Understanding Electric Potential and Equipotentials (AP Physics 2: Unit 2)

Electric potential energy (U)

Energy stored in a system of charges due to their relative positions; the electric force can do work as charges move.

Work done by the electric field (W_field)

Work done by the electric force on a charge; related to potential energy by W_field = −ΔU.

Change in electric potential energy (ΔU)

Difference in potential energy between final and initial states: ΔU = Uf − Ui.

External work (W_ext)

Work done by an external agent when moving a charge slowly (constant speed); equals the change in potential energy: W_ext = ΔU.

Energy approach (electrostatics)

Problem-solving method using work and potential energy (scalars) instead of force/field vectors; often avoids vector components.

Coulomb potential energy for two point charges

Potential energy of two point charges separated by r (zero at infinity): U = k(qQ)/r.

Coulomb’s constant (k)

Constant in electrostatics: k = 8.99×10^9 N·m^2/C^2.

Reference point (zero potential energy at infinity)

Common convention for point charges where U = 0 (and V = 0) when separation r → ∞; makes some U values negative for attraction.

Sign of potential energy for like charges

If qQ > 0 (like charges), then U > 0; positive external work is required to push them closer.

Sign of potential energy for opposite charges

If qQ < 0 (opposite charges), then U < 0; the system releases energy as charges attract.

Superposition of potential energy (multiple charges)

Total potential energy is the scalar sum over all distinct pairs: Utotal = Σ{i<j} k(qi qj)/r_ij (count each pair once).

Electric potential (V)

Electric potential energy per unit charge at a point: V = U/q.

Potential difference (ΔV)

Difference in electric potential between two points; relates to energy by ΔV = ΔU/q.

Volt (V) unit meaning

1 volt equals 1 joule per coulomb: 1 V = 1 J/C.

Energy–voltage relation

Change in potential energy when a charge q moves through ΔV: ΔU = qΔV.

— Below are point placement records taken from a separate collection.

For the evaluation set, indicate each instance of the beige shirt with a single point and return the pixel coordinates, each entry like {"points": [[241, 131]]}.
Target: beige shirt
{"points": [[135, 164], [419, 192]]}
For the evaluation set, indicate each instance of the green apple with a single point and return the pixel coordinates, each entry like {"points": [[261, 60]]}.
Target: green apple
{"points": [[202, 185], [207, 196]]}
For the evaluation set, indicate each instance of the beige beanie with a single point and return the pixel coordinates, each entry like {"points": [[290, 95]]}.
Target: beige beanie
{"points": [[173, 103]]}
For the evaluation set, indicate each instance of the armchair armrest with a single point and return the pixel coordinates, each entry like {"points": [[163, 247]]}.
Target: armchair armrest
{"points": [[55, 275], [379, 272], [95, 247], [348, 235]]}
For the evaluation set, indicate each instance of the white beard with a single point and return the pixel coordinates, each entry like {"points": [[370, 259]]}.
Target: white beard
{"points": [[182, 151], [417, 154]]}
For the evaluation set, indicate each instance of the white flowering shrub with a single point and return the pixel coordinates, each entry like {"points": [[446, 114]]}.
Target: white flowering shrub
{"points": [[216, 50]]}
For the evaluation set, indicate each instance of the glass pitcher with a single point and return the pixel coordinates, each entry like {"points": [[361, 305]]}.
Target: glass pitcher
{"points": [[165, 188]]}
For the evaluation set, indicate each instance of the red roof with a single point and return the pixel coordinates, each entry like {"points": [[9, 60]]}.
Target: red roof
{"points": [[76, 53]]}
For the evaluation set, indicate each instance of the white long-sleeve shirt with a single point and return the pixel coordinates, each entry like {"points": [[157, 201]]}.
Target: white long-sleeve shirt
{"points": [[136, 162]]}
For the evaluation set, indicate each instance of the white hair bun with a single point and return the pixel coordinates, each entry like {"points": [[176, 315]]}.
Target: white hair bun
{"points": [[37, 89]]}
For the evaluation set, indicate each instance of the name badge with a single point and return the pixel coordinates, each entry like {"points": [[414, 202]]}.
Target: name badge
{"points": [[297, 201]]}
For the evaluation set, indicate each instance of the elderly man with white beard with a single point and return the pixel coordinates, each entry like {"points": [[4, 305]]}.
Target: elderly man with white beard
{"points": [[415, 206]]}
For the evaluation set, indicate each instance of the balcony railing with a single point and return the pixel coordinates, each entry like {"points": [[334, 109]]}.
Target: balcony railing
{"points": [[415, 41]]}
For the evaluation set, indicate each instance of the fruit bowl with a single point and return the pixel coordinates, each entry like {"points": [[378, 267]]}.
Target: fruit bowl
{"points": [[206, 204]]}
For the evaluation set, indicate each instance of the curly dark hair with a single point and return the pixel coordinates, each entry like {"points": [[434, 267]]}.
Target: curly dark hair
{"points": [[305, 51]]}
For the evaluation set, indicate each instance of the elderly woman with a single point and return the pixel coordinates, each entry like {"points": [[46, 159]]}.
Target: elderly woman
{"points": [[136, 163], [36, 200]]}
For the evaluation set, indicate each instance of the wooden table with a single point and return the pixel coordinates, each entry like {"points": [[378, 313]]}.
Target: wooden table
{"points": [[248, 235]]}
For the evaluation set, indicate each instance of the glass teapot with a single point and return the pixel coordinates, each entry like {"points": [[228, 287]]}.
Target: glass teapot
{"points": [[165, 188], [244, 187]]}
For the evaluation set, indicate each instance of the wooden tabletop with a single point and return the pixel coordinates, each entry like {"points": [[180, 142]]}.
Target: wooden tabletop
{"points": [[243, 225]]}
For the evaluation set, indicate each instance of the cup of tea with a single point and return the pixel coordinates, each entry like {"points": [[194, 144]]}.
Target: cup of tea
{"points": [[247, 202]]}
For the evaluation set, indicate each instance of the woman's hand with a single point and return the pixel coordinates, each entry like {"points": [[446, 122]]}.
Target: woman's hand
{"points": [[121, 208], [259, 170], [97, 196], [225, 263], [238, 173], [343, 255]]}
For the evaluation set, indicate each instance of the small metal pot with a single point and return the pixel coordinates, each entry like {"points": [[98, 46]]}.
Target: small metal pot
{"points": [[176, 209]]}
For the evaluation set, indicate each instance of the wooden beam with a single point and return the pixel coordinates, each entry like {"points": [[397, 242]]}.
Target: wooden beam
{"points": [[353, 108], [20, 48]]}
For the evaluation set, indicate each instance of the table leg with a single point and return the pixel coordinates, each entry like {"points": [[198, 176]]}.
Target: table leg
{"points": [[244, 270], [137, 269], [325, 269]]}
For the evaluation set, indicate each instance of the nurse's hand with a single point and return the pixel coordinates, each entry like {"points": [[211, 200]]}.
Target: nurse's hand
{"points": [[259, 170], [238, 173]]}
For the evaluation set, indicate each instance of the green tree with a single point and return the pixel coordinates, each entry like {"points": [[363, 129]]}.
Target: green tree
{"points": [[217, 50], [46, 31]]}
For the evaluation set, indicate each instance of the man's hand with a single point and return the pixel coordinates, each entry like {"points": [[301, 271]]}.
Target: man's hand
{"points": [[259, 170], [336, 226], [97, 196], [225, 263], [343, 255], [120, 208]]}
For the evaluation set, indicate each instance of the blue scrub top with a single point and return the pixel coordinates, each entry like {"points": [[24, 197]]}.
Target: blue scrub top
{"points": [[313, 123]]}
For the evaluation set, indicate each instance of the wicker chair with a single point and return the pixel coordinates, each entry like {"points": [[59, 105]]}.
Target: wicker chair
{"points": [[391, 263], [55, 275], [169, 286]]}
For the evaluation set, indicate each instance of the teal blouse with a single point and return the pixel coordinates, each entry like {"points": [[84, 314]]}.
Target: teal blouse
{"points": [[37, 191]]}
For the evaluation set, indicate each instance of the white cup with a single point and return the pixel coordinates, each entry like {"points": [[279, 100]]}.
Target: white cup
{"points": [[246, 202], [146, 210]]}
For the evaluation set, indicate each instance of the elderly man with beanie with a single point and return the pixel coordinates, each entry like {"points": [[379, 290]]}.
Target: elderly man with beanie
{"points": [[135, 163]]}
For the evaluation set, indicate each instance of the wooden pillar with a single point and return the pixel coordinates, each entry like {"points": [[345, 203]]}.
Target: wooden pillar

Work–voltage relation (field)

Work done by the electric field moving charge q through ΔV: W_field = −qΔV.

Importance of the sign of charge (q)

In ΔU = qΔV and W_field = −qΔV, a negative q reverses the sign of energy/work compared with a positive charge.

Electric potential due to a point charge

Potential at distance r from source charge Q (zero at infinity): V = kQ/r.

Test charge independence of potential

Electric potential V depends on the source charges and position, not on the test charge; potential energy is U = qV.

Superposition of electric potential

Net potential is the algebraic (signed) sum of contributions: Vnet = Σ k(Qi)/r_i.

Electric field–potential connection (1D)

Electric field relates to spatial change in potential: E = −ΔV/Δx (field points toward decreasing V).

Uniform electric field potential change

For a uniform field, potential changes linearly with distance; magnitude relation: |ΔV| = Ed (sign depends on direction vs. E).

Equipotential line/surface

Set of points with the same electric potential; moving along it gives ΔV = 0 and thus ΔU = qΔV = 0.

Perpendicularity of E to equipotentials

Electric field is always perpendicular to equipotential lines/surfaces; otherwise it would do work along the equipotential, contradicting ΔV = 0.

Equipotential spacing and field strength

Closer equipotential lines/surfaces indicate a larger |E| because the potential changes more rapidly with distance (larger |ΔV| over smaller Δx).